Barry held the Graduate Opportunity Fellowship at the University of California (1982-1983), McKnight Postdoctoral Fellowship at Michigan State University (1985), Public Health Service Award at the National Institutes of Health (1985-1988), Faculty Summer Research Fellowship at the University of Minnesota (1989), fellowship at the American Association for the Advancement of Science (2009), and fellowship at the American Chemical Society (2010).

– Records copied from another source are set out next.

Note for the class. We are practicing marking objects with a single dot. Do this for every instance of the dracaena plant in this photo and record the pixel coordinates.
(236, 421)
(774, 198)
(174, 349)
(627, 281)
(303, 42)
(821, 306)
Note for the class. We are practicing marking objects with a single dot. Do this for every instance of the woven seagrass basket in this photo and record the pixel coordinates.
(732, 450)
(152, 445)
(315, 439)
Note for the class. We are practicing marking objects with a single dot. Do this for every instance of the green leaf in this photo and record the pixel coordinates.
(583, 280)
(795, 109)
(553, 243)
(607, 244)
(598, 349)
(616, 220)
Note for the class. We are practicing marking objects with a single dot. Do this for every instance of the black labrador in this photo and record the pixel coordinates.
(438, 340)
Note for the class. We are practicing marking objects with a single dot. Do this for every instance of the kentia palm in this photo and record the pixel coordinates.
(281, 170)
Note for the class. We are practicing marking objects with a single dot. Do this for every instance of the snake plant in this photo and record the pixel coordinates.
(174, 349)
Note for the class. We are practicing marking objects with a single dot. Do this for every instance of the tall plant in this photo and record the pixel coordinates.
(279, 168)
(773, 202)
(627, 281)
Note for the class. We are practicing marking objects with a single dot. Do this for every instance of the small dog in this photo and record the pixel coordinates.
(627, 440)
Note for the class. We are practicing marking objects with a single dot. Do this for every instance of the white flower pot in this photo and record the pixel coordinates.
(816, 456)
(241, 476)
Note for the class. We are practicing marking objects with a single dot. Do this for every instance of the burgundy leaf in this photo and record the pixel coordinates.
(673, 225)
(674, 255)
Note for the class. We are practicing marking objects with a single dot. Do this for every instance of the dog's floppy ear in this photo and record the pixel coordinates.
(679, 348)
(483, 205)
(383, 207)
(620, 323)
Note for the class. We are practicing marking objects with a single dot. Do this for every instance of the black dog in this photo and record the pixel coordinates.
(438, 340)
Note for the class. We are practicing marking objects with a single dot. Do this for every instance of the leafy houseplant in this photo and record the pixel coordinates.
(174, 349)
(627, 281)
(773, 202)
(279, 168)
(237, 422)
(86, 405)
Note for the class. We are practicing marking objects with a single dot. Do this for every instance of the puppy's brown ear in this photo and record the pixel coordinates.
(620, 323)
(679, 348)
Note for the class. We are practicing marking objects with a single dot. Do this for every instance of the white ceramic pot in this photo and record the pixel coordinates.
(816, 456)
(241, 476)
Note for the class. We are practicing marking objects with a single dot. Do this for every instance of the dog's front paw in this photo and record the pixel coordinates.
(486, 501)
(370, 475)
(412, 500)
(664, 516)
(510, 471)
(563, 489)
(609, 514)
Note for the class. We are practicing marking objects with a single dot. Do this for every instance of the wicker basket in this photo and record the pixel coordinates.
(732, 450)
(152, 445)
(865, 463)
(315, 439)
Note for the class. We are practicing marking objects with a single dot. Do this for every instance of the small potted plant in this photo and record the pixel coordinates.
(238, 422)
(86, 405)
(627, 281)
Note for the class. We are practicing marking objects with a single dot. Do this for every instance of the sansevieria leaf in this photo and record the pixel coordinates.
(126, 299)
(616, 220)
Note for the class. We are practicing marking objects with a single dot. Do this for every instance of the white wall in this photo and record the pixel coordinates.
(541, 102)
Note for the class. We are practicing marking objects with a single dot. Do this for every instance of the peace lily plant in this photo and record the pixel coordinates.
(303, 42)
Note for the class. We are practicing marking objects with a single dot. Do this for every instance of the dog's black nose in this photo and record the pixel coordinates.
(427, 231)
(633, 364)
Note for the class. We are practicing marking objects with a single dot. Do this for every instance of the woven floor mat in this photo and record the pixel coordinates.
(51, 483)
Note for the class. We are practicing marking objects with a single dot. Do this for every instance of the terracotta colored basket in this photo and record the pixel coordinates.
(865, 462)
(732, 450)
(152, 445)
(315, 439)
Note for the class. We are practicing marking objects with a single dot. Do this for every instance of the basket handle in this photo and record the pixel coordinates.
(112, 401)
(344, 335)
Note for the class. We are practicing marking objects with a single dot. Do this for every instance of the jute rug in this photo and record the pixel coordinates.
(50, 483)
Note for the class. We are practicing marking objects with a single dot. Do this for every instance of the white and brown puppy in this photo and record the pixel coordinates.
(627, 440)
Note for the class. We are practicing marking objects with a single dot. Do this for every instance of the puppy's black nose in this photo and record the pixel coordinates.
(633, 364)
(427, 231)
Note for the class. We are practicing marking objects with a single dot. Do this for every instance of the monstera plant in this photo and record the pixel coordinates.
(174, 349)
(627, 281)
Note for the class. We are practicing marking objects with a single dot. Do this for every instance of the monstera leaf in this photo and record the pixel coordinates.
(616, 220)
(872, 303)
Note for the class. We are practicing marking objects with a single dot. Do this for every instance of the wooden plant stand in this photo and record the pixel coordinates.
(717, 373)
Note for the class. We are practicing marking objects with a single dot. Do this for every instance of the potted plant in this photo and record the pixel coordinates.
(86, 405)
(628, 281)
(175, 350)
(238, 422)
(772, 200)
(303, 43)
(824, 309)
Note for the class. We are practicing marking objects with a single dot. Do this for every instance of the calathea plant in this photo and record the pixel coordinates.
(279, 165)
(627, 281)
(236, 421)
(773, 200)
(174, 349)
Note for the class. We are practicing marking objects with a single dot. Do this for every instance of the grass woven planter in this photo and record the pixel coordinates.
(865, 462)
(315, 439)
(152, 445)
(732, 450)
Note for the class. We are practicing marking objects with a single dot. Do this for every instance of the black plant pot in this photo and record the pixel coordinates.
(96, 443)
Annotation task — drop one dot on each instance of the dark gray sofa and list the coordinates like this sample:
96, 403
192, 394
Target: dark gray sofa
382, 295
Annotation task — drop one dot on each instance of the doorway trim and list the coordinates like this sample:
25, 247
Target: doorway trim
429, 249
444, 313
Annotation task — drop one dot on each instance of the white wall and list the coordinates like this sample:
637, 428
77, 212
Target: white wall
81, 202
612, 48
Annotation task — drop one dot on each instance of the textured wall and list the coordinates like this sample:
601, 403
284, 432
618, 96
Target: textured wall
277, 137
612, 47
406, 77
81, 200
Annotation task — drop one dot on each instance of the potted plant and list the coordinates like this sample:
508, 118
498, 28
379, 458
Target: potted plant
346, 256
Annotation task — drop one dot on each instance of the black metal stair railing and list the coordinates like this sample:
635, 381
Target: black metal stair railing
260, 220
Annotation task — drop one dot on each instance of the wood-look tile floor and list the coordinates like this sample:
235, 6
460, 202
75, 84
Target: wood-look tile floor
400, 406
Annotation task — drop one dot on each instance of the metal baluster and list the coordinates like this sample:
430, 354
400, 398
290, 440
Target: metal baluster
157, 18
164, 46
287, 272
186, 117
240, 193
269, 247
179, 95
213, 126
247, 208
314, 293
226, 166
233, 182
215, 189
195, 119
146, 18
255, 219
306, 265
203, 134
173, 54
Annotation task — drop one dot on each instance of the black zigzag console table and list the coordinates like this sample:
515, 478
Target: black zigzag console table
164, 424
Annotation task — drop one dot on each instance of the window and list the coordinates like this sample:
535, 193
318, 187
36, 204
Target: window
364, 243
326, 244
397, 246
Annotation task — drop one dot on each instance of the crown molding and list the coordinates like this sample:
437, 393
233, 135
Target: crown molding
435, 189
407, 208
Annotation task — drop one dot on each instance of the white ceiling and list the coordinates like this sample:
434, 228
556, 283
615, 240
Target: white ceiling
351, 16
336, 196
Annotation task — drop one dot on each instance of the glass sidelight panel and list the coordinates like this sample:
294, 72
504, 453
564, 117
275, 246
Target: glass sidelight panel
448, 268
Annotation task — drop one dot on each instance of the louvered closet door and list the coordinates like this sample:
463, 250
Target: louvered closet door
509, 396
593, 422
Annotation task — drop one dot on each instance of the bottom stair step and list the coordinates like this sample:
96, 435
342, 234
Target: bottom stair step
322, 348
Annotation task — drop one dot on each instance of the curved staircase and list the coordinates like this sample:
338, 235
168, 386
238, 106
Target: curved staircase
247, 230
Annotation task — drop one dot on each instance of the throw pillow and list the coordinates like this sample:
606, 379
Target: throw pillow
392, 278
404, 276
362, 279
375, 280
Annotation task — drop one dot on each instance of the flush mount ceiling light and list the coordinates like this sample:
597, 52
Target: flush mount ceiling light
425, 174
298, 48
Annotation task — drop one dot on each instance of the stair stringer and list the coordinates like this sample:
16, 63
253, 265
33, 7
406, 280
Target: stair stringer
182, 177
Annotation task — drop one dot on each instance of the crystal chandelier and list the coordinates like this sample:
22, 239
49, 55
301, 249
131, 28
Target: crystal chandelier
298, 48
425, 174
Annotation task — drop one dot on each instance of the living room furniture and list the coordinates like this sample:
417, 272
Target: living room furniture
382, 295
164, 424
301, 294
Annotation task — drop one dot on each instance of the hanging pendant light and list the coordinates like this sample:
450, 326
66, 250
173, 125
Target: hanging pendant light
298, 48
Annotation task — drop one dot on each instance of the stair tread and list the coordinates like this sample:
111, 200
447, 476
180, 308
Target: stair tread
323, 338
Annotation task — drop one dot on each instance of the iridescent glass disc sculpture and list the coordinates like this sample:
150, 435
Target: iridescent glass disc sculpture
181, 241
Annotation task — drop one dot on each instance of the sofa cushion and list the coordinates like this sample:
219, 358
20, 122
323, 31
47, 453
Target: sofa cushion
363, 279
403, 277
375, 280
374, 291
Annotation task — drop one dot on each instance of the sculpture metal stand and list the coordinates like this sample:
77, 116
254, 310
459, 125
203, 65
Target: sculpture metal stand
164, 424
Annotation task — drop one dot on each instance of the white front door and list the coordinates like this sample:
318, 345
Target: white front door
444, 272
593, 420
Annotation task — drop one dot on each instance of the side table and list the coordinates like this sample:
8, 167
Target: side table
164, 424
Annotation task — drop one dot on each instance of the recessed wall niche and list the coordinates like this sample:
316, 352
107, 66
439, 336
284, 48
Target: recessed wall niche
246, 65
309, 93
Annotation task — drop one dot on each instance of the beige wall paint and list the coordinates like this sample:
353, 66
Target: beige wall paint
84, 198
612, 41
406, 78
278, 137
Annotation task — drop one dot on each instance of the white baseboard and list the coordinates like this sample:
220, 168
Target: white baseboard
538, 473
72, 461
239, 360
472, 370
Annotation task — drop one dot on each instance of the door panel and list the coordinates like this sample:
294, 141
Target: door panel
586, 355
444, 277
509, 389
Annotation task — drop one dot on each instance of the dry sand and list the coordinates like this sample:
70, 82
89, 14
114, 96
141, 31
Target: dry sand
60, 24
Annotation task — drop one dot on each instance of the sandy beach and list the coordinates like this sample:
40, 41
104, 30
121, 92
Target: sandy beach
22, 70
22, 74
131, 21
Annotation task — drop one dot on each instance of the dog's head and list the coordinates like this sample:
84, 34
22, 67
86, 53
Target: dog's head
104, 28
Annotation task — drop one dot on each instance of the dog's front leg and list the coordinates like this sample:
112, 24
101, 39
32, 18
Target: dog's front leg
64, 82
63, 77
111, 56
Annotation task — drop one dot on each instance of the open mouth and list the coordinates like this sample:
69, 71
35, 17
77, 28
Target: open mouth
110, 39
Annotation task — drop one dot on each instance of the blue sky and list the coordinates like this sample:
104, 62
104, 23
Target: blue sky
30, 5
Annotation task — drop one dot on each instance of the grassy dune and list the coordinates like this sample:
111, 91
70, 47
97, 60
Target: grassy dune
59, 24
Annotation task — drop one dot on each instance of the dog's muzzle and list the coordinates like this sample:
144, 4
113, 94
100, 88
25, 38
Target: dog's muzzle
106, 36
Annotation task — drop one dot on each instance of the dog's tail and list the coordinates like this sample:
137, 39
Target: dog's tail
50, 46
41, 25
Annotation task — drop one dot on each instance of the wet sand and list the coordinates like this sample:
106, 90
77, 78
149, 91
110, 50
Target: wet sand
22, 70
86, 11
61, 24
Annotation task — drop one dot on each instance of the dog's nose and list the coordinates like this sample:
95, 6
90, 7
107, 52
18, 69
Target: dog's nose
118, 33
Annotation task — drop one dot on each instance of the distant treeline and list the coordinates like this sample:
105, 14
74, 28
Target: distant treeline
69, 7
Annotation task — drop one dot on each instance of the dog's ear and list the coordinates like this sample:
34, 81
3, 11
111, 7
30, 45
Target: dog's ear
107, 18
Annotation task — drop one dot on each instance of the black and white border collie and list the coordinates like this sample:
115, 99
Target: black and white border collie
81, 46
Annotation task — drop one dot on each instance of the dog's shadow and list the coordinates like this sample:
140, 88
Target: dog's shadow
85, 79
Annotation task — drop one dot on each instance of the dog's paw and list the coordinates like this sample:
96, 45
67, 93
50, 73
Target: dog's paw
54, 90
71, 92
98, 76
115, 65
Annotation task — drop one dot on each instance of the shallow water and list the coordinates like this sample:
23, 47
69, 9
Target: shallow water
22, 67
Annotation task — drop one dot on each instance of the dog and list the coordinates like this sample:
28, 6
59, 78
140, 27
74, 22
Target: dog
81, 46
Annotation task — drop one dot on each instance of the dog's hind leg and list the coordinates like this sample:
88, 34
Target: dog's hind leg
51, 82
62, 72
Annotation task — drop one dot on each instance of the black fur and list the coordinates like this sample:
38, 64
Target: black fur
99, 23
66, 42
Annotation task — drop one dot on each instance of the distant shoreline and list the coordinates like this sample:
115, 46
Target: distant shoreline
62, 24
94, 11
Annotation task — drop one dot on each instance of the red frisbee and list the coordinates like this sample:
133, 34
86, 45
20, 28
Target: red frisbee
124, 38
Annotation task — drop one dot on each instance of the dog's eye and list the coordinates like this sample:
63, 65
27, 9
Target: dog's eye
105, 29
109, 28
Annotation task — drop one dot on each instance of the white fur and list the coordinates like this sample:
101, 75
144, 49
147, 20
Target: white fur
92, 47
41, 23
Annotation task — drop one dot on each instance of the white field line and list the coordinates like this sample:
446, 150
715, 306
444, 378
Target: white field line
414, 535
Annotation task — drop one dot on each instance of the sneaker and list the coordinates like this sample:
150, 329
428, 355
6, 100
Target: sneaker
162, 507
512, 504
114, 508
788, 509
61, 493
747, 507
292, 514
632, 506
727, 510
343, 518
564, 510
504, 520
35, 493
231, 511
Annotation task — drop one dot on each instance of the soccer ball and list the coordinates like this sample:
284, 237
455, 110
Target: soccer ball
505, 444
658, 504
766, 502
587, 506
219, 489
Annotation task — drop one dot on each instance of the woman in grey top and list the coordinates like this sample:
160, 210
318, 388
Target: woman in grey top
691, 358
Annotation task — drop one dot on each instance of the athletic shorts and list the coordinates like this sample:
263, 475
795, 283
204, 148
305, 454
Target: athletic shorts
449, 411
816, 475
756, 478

She participated in the Bush Foundation Faculty Development Program (1992-1993) and received the Bush Sabbatical Award from the University of Minnesota in 1997. During that same year, Barry also received the Career Advancement Award from the National Science Foundation. She is a national honorary member of Iota Sigma Pi. Barry was awarded the Faculty Mentoring Award from Georgia Institute of Technology in 2012.

== Selected works ==
- Guo, Zhanjun; He, Jiayuan; Barry, Bridgette (2018). "Calcium, conformational selection, and redox-active tyrosine YZ in the photosynthetic oxygen-evolving cluster". Proceedings of the National Academy of Sciences.
- Brahmachari, U.; Gonthier, J.; Sherrill, C; Barry, B. (2018). "Chloride Maintains a Protonated Internal Water Network in the Photosynthetic Oxygen Evolving Complex". ACS Publications.